8

Sklearn PCA is pca.components_ the loadings? I am pretty sure it is, but I am trying to follow along a research paper and I am getting different results from their loadings. I can't find it within the sklearn documentation.

ashish trehan
  • 413
  • 1
  • 5
  • 9

2 Answers2

13

pca.components_ is the orthogonal basis of the space your projecting the data into. It has shape (n_components, n_features). If you want to keep the only the first 3 components (for instance to do a 3D scatter plot) of a datasets with 100 samples and 50 dimensions (also named features), pca.components_ will have shape (3, 50).

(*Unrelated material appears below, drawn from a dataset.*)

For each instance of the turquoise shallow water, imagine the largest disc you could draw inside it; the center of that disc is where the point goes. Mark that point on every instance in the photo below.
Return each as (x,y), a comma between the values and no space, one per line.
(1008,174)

I think what you call the "loadings" is the result of the projection for each sample into the vector space spanned by the components. Those can be obtained by calling pca.transform(X_train) after calling pca.fit(X_train). The result will have shape (n_samples, n_components), that is (100, 3) for our previous example.

ogrisel
  • 39,309
  • 12
  • 116
  • 125
  • Transform applies dimensionality reduction according to the documentation so my vector has a different shape then the components.I am just trying to replicate a paper and its this one specifically http://ftp.utdallas.edu/~herve/Abdi-rotations-pretty.pdf I need the loadings to perform a Varimax rotation so I can build out table that has corresponding variables to each components. – ashish trehan Apr 05 '16 at 03:43
  • If you don't want to reduce the dimensionality you can just pass `n_components=n_features` to the PCA constructor (this is the default I think) and the results of the call to transform will have shape `(n_samples, n_features)` as well (assuming `n_samples > n_features)`. You can also choose to pass `whiten=True` or `whiten=False` (to the PCA constructor) to decide if you want to rescale the "loadings" to have unit variance or not. – ogrisel Apr 05 '16 at 11:10
  • Please read the source code of the class if you need more details on how transform works, it's not very complicated: https://github.com/scikit-learn/scikit-learn/blob/master/sklearn/decomposition/pca.py – ogrisel Apr 05 '16 at 11:11
  • Thank you so much! I was working with it a little too superficially and dug into PCA technique a little more deeply. – ashish trehan Apr 05 '16 at 12:16
0

This previous answer is mostly correct except about the loadings. components_ is in fact the loadings, as the question asker originally stated. The result of the fit_transform function will give you the principal components (the transformed/reduced matrix).

Matt Thomas
  • 51
  • 1
  • 6